The low carbon emphasis of the deals, for example, would be be much stronger if a number of things were to change:
- The Department of Energy & Climate Change needs to co-design the ideas and the shaping of the deals – they can do this through earlier engagement. Their role is key, because so much of the money in the system is a product of their policies and how revenue is generated, ultimately from consumers.
- It’s not just DECC! There are many government departments whom have influence over this agenda. Some of them, such as Treasury and the Department for Transport, have been involved but we need active engagement from DEFRA and CLG too.
- Policy stability. DECC is 4 years old now and we need some policy stability so that we can plan longer term. We cannot afford another about-face as we experienced with the feed in tariff.
If we manage to achieve this, there is a strong belief that not only can cities benefit from taking control on this, but we are extremely well placed to help Government deliver several of its key environmental strategies:
- Heat Strategy – this will be launched in March this year and will almost certainly recognise the important enabling role local authorities will play in delivering new heat networks in urban areas
- Green Deal – Ed Davey has made it very clear that local authorities will have a key role to play in building the market for the Green Deal. We believe that starts with the Energy Company Obligation (ECO) across social and private sector housing.
- Adaptation to climate change – anticipated for summer 2013, the national adaptation plan will be published and will almost certainly have a clear ask of local government and, in particular, cities.
Making it happen
The opportunity here is for the City Deals to embrace the needs of the cities and deliver the priorities government has identified. Remember, the eight ‘Core Cities’ have been actively involved in the shaping of these three policies and we share Government’s ambition to deliver all of this.

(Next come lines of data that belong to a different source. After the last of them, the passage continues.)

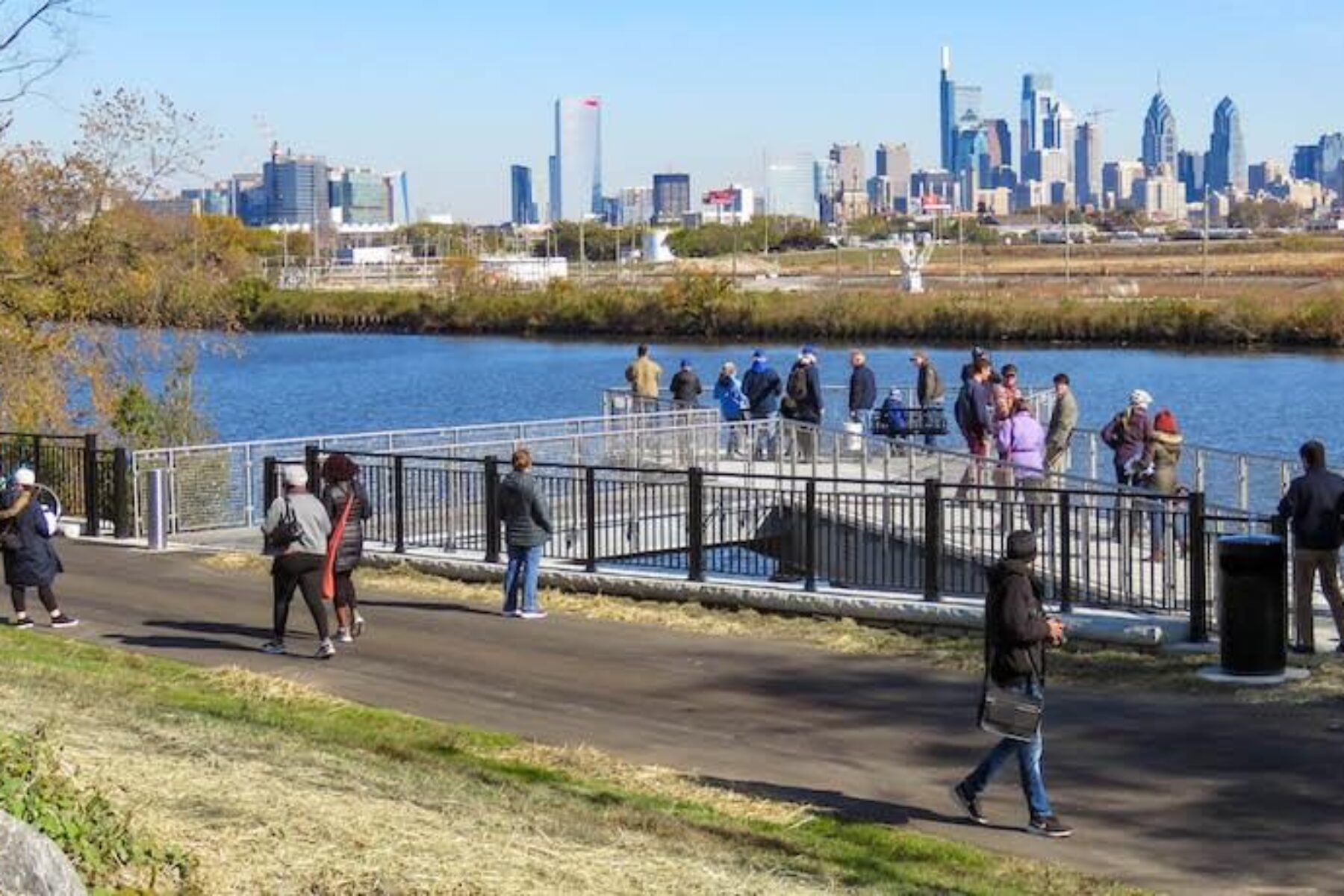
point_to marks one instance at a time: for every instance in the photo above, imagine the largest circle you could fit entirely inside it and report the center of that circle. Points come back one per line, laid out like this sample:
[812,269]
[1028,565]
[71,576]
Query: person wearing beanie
[1016,635]
[30,559]
[685,388]
[295,529]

Having set out these ideas what might we need to deliver them? Inevitably it’s finance and long term thinking. For example, heat networks can be developed more quickly and strategically with the local authority having a stake in their success. Cities like Sheffield and Nottingham, which have the largest heat networks in the UK, are leading the way but each of the Core Cities is developing its plans. But we need to find ways of making these plans bigger, more cost effective and lower carbon – moving from natural gas to alternatives such as biogas, biomass, synthetic gas and geothermal.
Innovation is good, but incurs costs and risks – so how can re-incentivise innovation? One of our early ideas is that local authorities could retain 100% of business rates on low carbon heat generation and distribution (rather than 50%, with the rest going to the Treasury). This could encourage local authorities to take the lead and help to create a localised, circular economy, retaining value in the urban areas and communities they are developed in and helping to generate new income streams for further investment.

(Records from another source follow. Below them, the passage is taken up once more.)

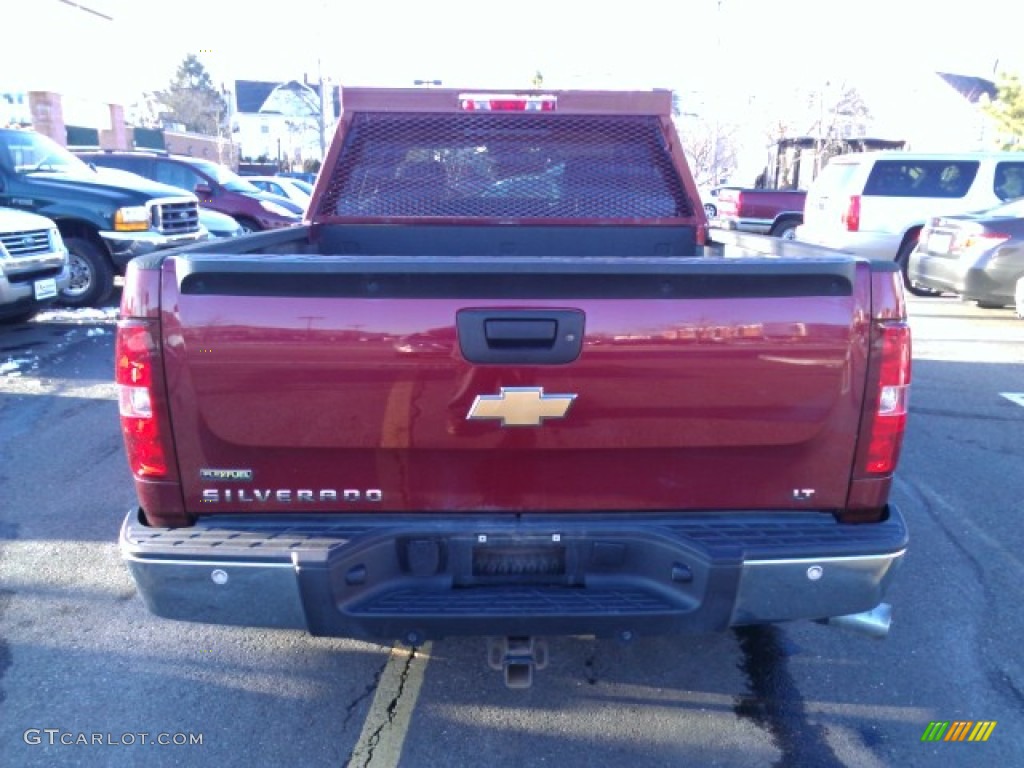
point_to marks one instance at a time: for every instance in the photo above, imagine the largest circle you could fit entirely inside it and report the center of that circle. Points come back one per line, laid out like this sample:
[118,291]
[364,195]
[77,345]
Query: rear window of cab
[922,178]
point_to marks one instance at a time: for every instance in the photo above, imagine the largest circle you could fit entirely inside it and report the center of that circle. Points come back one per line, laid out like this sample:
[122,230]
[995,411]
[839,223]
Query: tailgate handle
[536,337]
[520,333]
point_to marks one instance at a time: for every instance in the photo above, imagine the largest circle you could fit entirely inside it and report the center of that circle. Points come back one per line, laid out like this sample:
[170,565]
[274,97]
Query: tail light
[136,374]
[851,217]
[888,421]
[978,242]
[507,102]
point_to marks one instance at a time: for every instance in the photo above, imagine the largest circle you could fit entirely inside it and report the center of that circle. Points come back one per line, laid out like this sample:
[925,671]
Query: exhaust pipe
[873,623]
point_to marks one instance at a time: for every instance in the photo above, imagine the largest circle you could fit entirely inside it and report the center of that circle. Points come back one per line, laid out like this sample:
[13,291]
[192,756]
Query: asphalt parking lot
[89,678]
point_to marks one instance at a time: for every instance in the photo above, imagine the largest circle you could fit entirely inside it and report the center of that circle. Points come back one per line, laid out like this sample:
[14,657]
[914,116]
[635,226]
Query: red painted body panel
[758,205]
[695,403]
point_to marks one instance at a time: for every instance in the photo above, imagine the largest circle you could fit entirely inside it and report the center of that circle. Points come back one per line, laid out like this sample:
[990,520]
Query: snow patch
[12,367]
[82,314]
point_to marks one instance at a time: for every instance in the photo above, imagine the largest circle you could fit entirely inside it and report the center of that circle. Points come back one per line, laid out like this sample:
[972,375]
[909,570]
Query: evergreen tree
[194,100]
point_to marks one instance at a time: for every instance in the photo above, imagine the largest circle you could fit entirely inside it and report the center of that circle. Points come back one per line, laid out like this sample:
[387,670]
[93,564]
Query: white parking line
[387,722]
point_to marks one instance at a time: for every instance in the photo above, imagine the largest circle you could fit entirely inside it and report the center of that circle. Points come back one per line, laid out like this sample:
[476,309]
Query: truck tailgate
[691,383]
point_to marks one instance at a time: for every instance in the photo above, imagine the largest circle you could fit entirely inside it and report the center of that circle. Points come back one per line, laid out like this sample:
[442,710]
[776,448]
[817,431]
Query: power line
[93,11]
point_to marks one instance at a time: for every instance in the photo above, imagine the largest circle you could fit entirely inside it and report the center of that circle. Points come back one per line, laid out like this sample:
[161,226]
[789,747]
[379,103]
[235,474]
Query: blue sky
[719,48]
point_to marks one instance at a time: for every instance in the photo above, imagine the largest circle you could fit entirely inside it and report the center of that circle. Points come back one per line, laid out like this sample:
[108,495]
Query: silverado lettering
[501,310]
[285,496]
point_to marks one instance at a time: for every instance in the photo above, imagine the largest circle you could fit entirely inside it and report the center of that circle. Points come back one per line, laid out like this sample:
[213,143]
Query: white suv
[33,264]
[873,204]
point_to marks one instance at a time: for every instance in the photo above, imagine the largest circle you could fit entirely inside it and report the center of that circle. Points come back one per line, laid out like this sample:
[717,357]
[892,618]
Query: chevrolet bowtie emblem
[520,407]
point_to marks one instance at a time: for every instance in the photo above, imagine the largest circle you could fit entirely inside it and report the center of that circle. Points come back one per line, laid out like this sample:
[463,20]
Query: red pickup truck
[774,212]
[501,385]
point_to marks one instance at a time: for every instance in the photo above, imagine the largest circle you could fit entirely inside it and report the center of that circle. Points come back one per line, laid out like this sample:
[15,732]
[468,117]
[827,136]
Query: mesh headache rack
[505,158]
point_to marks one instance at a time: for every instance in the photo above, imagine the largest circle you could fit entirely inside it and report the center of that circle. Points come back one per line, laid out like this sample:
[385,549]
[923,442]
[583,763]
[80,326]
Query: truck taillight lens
[507,102]
[135,375]
[979,242]
[851,216]
[889,420]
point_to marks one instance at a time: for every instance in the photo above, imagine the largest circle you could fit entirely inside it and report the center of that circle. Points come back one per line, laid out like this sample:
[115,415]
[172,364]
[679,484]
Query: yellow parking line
[391,711]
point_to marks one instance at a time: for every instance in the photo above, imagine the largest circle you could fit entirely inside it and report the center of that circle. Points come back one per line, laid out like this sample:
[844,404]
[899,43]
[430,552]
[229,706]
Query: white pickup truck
[33,264]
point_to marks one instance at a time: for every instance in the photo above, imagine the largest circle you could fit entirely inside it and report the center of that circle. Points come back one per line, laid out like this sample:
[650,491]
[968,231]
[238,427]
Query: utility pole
[324,113]
[717,117]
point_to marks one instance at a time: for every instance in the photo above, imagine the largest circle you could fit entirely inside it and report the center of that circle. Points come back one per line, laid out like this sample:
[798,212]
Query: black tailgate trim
[516,279]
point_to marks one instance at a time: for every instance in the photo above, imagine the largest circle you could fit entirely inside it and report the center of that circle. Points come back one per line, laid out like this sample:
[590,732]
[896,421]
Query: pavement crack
[5,654]
[375,737]
[367,693]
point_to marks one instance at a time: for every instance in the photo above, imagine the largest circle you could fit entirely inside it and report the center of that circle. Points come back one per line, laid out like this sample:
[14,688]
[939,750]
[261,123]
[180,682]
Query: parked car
[876,204]
[216,223]
[709,198]
[286,187]
[217,186]
[304,176]
[977,255]
[104,222]
[34,266]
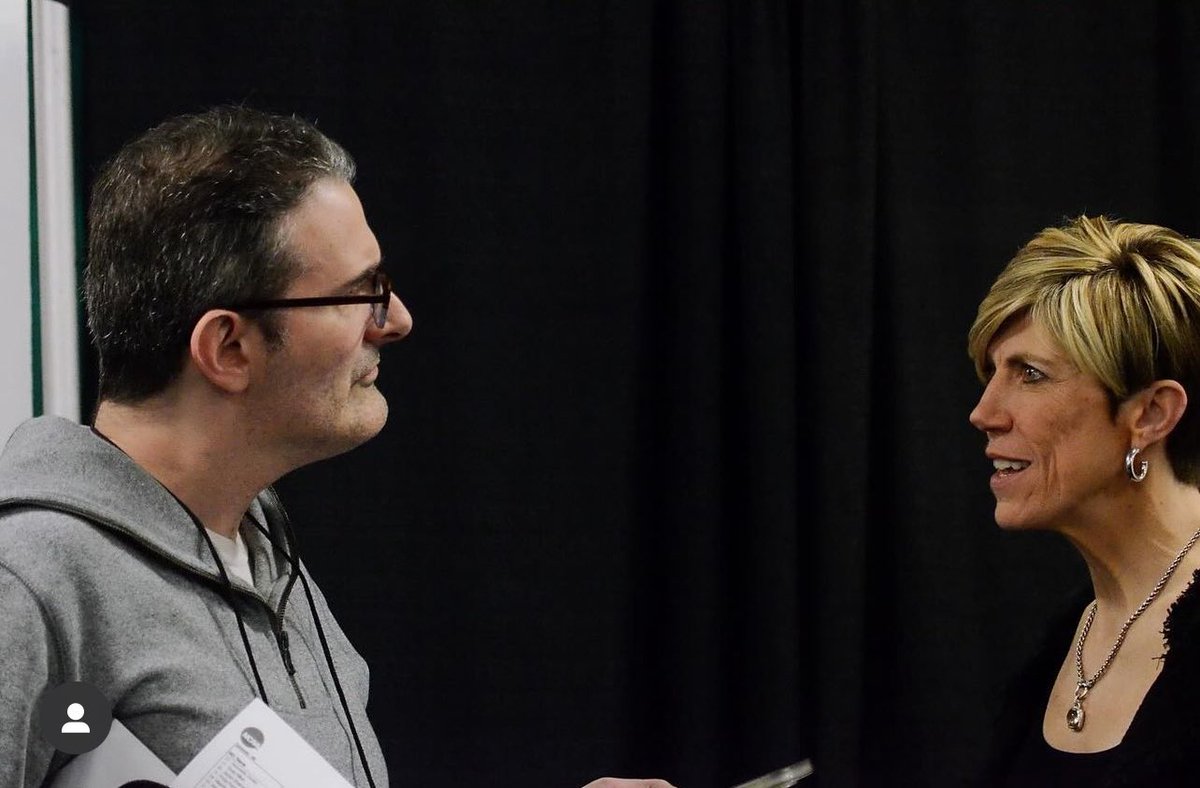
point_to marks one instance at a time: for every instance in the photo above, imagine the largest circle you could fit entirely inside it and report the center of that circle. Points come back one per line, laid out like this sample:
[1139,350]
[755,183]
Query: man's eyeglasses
[378,301]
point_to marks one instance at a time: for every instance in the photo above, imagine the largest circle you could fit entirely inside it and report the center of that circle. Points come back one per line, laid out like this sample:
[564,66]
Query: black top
[1162,745]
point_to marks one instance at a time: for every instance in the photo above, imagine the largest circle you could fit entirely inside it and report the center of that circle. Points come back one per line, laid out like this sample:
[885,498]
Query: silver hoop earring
[1138,474]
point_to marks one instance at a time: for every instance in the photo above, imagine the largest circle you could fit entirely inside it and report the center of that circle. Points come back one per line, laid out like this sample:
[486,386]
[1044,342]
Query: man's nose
[395,328]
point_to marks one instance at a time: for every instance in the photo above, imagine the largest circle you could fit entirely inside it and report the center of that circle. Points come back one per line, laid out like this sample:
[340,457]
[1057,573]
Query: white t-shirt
[234,555]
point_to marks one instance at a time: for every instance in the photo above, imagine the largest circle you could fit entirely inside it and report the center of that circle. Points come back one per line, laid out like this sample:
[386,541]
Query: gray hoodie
[106,578]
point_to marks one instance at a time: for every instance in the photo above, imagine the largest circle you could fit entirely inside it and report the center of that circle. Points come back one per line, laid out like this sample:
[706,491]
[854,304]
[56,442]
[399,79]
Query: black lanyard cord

We now watch as the second wave of city deals are shaped, and learnings from all 28 cities in the process can be shared. These aren’t one-off deals, but an on-going process that needs to be adequately resourced both by cities, their city regions and government. I believe this mechanism can be a positive way of agreeing how local, city-region and national priorities can be delivered, and this remains a central component of the Core Cities work programme.